Chain-of-Thought: The Reasoning Unlock
Standard prompt:
Q: 'A shop has 5 apples. They get 3 more, then sell 4. How many left?'
A: '4'
GPT-3 base (no CoT): often wrong on multi-step problems.
CoT prompt:
Q: '... How many left?'
A: 'Let me think step by step.
Step 1: Start with 5 apples.
Step 2: Get 3 more → 5 + 3 = 8.
Step 3: Sell 4 → 8 − 4 = 4.
Answer: 4 apples.'
Key trick: include CoT examples in your few-shot prompt. The model learns to imitate the reasoning style and applies it to new problems.
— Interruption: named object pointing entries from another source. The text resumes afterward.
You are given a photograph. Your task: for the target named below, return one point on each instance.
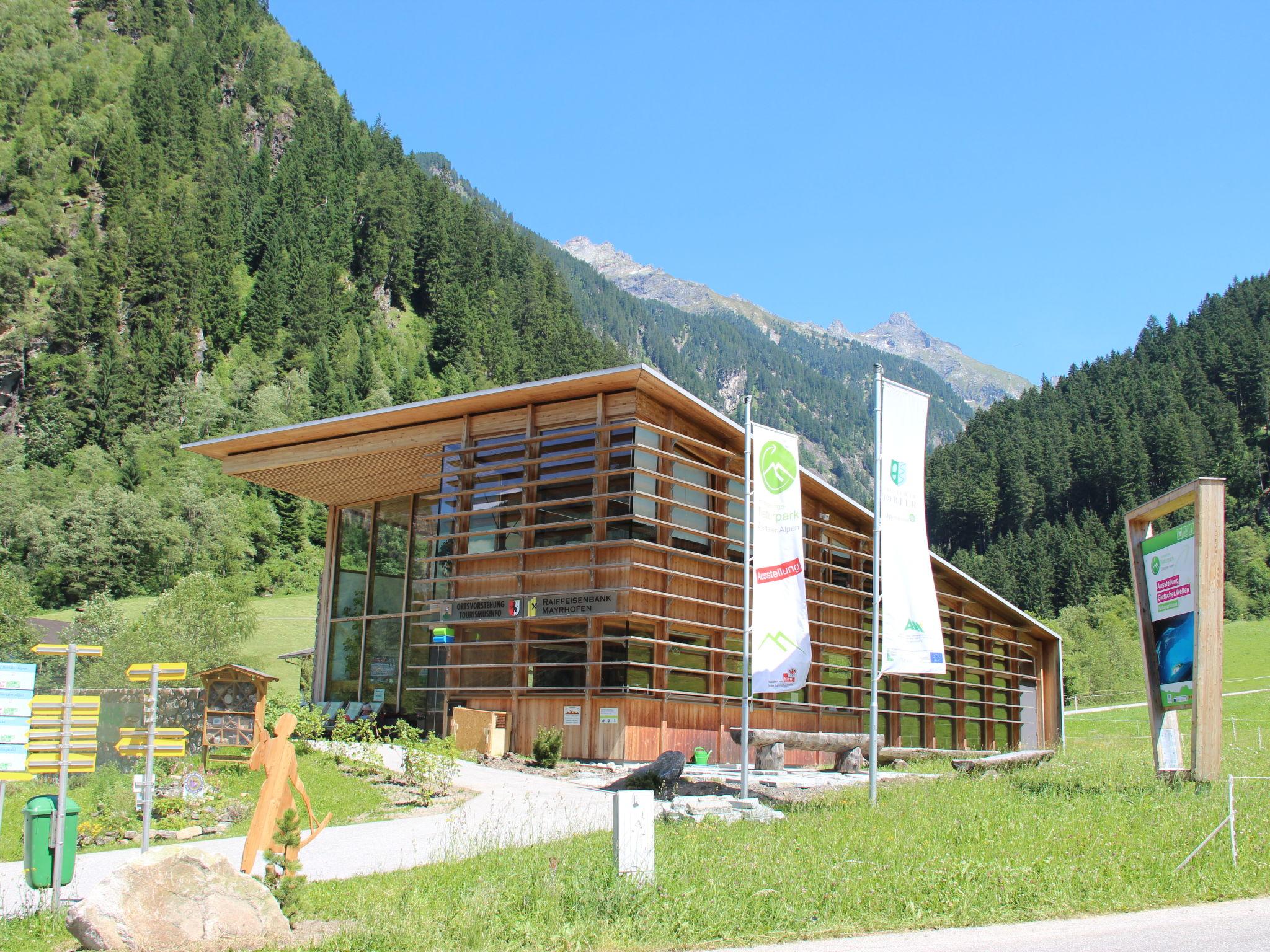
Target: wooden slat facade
(614, 483)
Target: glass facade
(404, 568)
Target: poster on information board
(1169, 560)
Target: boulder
(178, 897)
(660, 776)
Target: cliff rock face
(975, 382)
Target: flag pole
(877, 601)
(745, 614)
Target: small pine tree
(282, 874)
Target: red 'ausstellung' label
(775, 573)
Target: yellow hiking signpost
(60, 751)
(153, 741)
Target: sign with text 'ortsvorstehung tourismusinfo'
(912, 638)
(781, 635)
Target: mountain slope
(977, 382)
(1032, 498)
(803, 380)
(974, 381)
(197, 238)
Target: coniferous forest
(196, 238)
(1032, 496)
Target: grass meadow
(1093, 832)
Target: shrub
(309, 725)
(546, 746)
(431, 764)
(164, 808)
(281, 873)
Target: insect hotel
(233, 711)
(569, 551)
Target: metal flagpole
(745, 615)
(877, 599)
(63, 771)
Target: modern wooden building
(569, 551)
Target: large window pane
(625, 662)
(352, 558)
(557, 655)
(483, 646)
(644, 483)
(391, 537)
(343, 666)
(682, 655)
(690, 523)
(497, 487)
(431, 565)
(380, 663)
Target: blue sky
(1028, 180)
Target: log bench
(850, 751)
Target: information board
(1169, 563)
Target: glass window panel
(345, 660)
(911, 730)
(430, 566)
(974, 735)
(484, 646)
(557, 654)
(391, 536)
(1001, 735)
(566, 501)
(623, 660)
(353, 551)
(944, 733)
(677, 655)
(380, 663)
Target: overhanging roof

For GSM8K math benchmark, CoT lifted GPT-3 accuracy from 18% → 57%. Same model, same weights — just a better prompt.Forcing the model to externalise its reasoning consistently improves multi-step problems
Common Failure Modes & Fixes
- Too vague → 'Write something about climate.' Fix: specify length, audience, format, tone, and angle.
- No examples → asking for unusual format. Fix: show 2-3 examples of the exact format you want.
- Negation traps → 'Don't include any code.' Fix: positive framing: 'Reply with prose only — no code blocks.'
- Hallucinated facts → asking for current events. Fix: provide the facts in the prompt or use RAG.
- Lost in long context → important instruction at the end of a 5000-token prompt. Fix: put critical instructions at the start AND repeat at the end.
- Mode collapse → after long conversations, model becomes confused. Fix: occasionally summarise and restart with the summary as context.